The treasurer’s office is taking the same approach with hospitality fees, which are due on the 20th of each month. Those are the fees collected in the unincorporated areas on hotel stays, prepared food and admission tickets.
“Just call us and give us a chance to work with you on whatever your problems are,” Vaught, the county councilman, said. “We’re going to handle it on a case by case basis. … We’re trying to keep the hardship off of everybody we can.”
Apart from the looming fee deadlines, Vaught said he’s trying to address the concerns raised by the car dealers who are struggling with the impact of higher business license fees.
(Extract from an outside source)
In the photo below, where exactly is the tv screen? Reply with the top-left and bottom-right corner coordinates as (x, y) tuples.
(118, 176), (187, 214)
County staffers are crafting a proposal for restructuring the fees. Vaught said the existing system disproportionately impacts businesses in the highest tier.
“That’s just not right,” he said.
For many local businesses, the higher county fees aren’t their top concern amid this crisis, but they are yet another blow in a difficult time that doesn’t have an end on the horizon.
The Grand Strand’s job losses are already staggering. Consider that for the first week in March, 99 people filed claims for unemployment benefits in Horry County. The next week, 112 did. Last week, that number soared to 5,258 — the most of any county in South Carolina.
Gale-Bazinet said her family’s stores have avoided layoffs so far. They’ve cut TV ads and other expenses to tighten the belt, but she’s grown concerned as she’s watched the local economy grind to a halt.
Her family's two dealerships employ about 80 workers.
“I don’t want to part with anyone,” she said. “I don’t have 80 employees. I have 80 families. And 80 families, how are they going to make it to the next day?”